[proofplan] The proof is a direct unpacking of definitions. Smoothness of $f$ means that all component functions have continuous partial derivatives of every order on $U$; in particular, the first-order partial derivatives exist and are continuous. Those first-order data are precisely the condition that $f$ belongs to $C^1(U;\mathbb{R}^m)$. [/proofplan]

[step:Unpack smoothness component by component] For each index $i \in \{1,\dots,m\}$, define the component map \begin{align*} f_i: U \to \mathbb{R} \end{align*} by declaring that \begin{align*} f(x) = (f_1(x),\dots,f_m(x)) \end{align*} for every $x \in U$. Since $f: U \to \mathbb{R}^m$ is smooth, each component $f_i: U \to \mathbb{R}$ is smooth.
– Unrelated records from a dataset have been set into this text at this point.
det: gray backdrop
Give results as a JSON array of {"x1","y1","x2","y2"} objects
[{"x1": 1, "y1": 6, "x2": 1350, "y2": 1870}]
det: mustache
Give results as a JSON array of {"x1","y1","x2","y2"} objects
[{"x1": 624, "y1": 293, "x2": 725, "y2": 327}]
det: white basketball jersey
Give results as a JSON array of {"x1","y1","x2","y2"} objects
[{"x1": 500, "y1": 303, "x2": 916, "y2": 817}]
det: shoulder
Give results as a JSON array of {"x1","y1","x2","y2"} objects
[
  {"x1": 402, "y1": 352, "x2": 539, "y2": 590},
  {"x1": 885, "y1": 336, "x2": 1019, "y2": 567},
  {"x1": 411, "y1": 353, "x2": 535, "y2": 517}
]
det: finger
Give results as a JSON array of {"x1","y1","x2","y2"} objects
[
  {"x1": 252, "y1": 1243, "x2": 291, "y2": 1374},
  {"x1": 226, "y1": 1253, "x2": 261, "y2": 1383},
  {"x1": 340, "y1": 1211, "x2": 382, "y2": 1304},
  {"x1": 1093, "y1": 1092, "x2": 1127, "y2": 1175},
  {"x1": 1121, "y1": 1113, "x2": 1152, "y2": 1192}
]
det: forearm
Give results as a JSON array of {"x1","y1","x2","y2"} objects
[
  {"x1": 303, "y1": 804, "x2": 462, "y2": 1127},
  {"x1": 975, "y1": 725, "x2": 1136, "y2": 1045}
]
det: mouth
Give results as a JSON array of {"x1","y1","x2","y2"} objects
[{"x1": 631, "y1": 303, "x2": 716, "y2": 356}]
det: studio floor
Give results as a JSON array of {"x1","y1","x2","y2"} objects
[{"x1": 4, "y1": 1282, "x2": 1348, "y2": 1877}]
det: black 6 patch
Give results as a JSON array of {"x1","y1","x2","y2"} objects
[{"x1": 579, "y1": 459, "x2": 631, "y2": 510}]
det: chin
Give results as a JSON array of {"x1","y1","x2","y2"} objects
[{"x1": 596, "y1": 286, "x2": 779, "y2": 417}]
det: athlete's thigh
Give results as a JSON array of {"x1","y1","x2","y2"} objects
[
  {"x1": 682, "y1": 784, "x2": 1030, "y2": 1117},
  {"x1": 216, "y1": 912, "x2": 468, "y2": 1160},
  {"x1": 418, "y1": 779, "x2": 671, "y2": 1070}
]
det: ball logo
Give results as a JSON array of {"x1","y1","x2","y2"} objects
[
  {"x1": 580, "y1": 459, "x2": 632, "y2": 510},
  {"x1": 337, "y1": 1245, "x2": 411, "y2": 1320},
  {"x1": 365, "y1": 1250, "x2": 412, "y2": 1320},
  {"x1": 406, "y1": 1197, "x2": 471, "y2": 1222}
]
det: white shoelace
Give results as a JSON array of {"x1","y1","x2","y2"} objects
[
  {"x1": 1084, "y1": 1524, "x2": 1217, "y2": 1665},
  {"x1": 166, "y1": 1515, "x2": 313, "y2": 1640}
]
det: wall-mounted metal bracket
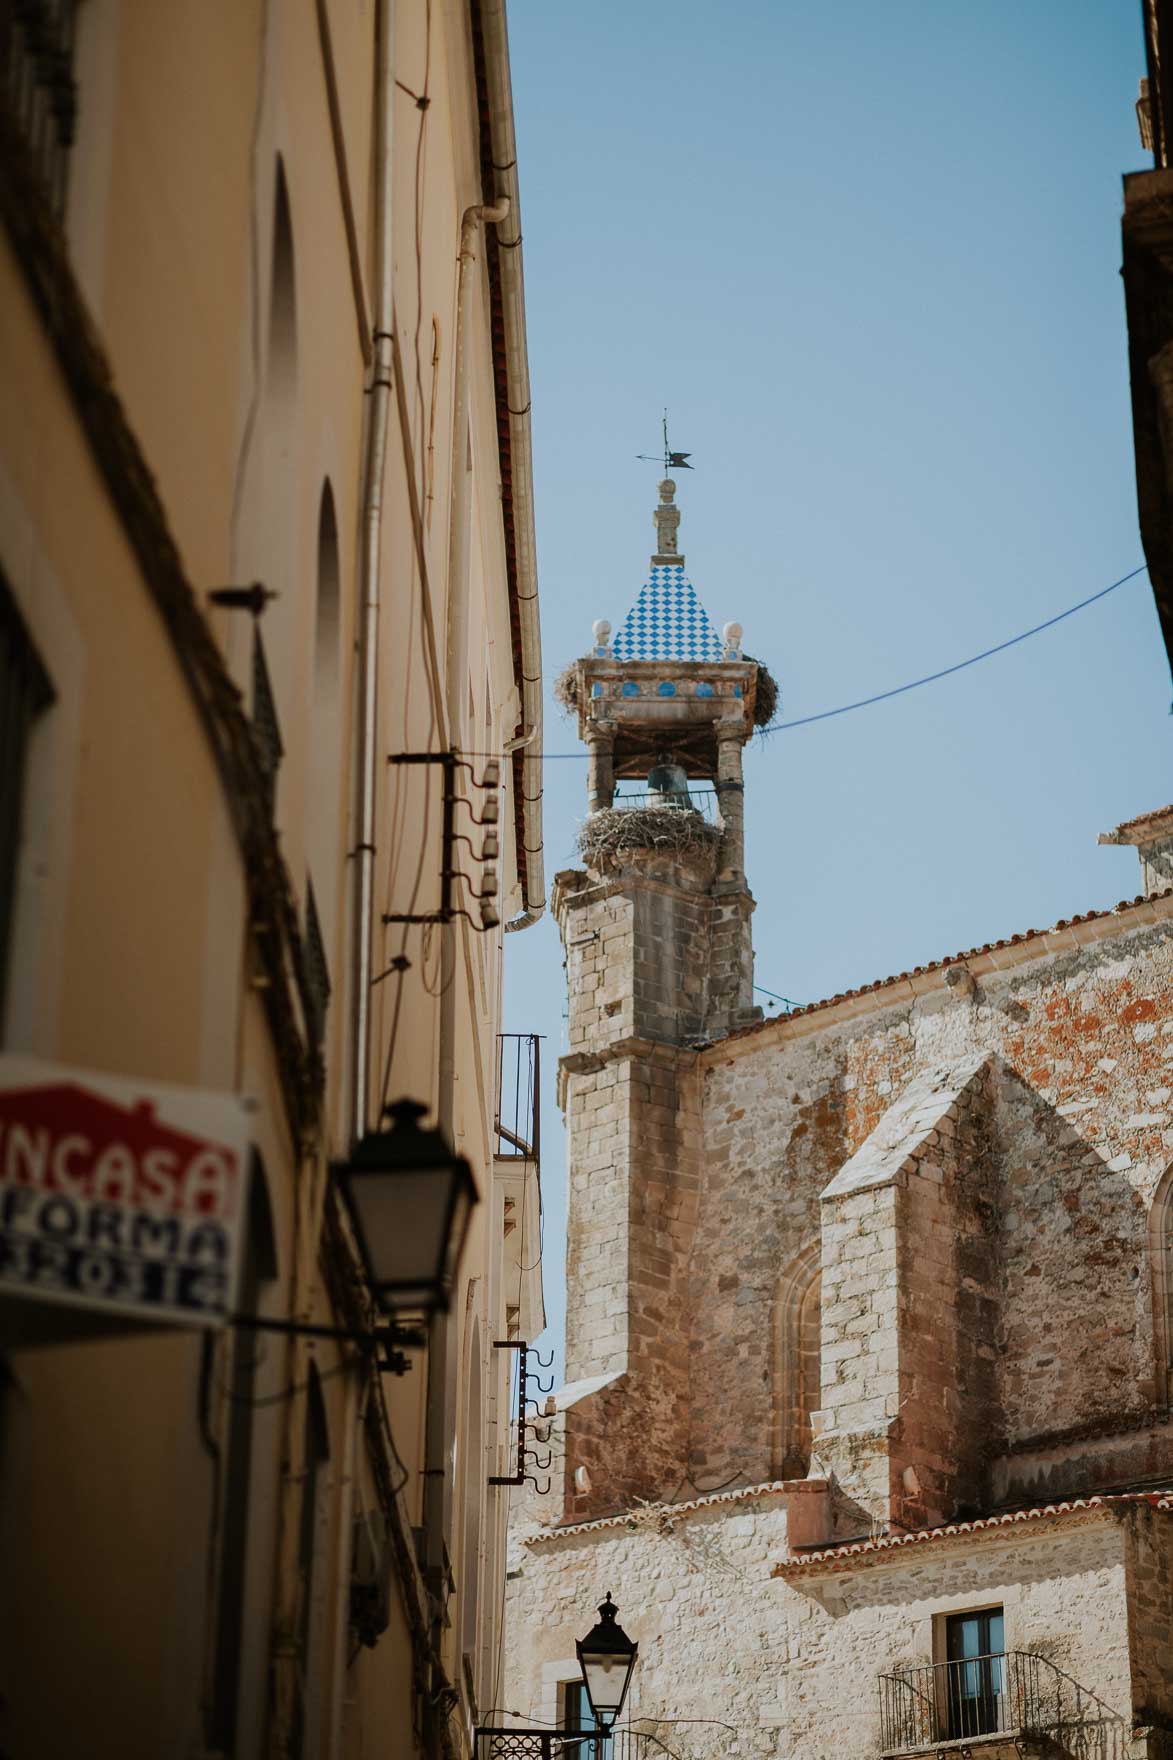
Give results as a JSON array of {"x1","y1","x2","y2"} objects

Therefore, for every $i \in \{1,\dots,m\}$ and every coordinate index $j \in \{1,\dots,n\}$, the first [partial derivative](/page/Partial%20Derivative) \begin{align*} \partial_{x_j} f_i: U \to \mathbb{R} \end{align*} exists and is continuous. [/step]
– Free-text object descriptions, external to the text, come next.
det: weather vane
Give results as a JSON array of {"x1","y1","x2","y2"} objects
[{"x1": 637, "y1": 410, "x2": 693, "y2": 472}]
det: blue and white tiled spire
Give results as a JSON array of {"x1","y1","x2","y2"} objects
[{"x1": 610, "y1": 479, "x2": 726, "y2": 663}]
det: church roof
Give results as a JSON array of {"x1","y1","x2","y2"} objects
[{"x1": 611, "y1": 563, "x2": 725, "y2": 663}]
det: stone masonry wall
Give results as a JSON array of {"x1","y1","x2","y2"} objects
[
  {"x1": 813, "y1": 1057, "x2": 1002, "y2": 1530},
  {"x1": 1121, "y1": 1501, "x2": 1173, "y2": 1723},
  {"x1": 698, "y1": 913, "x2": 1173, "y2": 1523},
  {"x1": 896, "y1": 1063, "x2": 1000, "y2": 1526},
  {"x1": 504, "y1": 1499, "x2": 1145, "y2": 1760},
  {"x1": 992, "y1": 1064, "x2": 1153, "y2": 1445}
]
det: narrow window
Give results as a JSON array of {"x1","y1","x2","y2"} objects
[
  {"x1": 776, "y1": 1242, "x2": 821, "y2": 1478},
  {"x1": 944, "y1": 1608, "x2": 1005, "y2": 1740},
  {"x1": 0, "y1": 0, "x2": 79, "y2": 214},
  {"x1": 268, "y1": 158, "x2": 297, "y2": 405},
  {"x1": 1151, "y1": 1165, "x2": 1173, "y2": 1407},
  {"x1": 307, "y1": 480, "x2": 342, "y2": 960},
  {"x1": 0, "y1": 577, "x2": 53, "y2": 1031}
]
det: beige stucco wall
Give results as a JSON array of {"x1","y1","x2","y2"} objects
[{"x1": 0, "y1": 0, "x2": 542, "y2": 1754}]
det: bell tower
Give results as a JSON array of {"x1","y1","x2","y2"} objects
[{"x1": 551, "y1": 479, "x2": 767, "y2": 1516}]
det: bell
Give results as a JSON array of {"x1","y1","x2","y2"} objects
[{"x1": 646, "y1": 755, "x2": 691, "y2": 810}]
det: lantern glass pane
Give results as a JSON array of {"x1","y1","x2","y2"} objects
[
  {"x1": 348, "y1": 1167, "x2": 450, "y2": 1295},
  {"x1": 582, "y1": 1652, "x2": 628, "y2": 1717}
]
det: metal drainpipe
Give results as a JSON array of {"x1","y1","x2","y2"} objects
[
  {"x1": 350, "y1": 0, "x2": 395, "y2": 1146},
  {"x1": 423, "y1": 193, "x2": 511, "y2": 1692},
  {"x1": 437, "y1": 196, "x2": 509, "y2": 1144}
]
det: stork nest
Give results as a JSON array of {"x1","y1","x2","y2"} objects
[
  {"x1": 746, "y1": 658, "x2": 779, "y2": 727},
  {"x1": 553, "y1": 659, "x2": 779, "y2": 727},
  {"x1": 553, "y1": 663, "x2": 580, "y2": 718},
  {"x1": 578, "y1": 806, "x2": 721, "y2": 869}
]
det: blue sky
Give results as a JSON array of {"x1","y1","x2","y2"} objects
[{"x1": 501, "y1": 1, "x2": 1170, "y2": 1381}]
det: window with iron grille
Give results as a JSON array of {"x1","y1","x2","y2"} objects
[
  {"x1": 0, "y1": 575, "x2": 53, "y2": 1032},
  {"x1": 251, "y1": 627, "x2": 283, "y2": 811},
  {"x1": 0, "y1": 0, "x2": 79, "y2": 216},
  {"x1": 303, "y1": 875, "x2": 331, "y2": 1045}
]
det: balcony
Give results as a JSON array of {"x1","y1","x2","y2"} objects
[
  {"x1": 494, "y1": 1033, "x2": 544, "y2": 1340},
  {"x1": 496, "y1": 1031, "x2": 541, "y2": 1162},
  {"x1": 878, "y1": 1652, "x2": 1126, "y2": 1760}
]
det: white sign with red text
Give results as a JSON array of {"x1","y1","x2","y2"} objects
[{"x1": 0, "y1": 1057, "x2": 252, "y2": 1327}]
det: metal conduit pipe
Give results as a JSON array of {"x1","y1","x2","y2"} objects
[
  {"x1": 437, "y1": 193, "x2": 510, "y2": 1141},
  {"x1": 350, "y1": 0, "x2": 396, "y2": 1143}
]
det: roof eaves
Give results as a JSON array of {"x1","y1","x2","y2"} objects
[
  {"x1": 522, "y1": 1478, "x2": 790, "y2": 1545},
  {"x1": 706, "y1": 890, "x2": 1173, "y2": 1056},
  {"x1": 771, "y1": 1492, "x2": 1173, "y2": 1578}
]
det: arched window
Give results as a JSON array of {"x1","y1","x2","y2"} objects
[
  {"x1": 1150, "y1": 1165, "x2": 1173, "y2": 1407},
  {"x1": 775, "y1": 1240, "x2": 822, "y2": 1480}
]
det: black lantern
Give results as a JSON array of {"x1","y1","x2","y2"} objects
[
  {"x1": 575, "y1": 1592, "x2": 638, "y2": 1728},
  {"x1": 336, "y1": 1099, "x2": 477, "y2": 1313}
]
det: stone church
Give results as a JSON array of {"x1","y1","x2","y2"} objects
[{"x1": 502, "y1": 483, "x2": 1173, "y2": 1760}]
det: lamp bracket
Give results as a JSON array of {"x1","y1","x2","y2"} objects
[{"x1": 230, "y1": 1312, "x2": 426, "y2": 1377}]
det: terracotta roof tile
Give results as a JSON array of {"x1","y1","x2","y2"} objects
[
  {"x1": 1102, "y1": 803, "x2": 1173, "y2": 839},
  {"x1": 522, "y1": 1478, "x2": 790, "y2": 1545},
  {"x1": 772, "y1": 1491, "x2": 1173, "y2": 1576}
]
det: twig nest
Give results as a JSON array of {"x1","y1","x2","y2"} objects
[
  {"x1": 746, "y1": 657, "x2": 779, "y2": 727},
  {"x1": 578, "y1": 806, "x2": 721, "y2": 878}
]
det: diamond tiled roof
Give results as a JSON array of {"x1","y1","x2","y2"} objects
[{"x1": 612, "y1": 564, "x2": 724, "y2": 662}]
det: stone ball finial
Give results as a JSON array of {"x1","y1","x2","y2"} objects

[step:Recognize the first derivative data as the definition of $C^1$]The definition of $C^1(U;\mathbb{R}^m)$ for a map $f: U \to \mathbb{R}^m$ requires that all first-order partial derivatives of all component functions exist and are continuous on $U$. The preceding step verifies exactly this condition for every component index $i \in \{1,\dots,m\}$ and every coordinate index $j \in \{1,\dots,n\}$. Hence \begin{align*} f \in C^1(U;\mathbb{R}^m). \end{align*}[/step]

[guided]We now match the information obtained from smoothness with the definition of the target space. The space $C^1(U;\mathbb{R}^m)$ consists of maps $f: U \to \mathbb{R}^m$ whose component functions have continuous first-order partial derivatives on $U$. From smoothness, we already know more: for each component map $f_i: U \to \mathbb{R}$ and each coordinate direction $x_j$, the map \begin{align*} \partial_{x_j} f_i: U \to \mathbb{R} \end{align*} exists and is continuous. This is the entire first-order regularity requirement. Since the condition holds for every $i \in \{1,\dots,m\}$ and every $j \in \{1,\dots,n\}$, the map $f$ has continuous first-order component derivatives on $U$. Therefore, by the definition of $C^1(U;\mathbb{R}^m)$, \begin{align*} f \in C^1(U;\mathbb{R}^m). \end{align*}[/guided]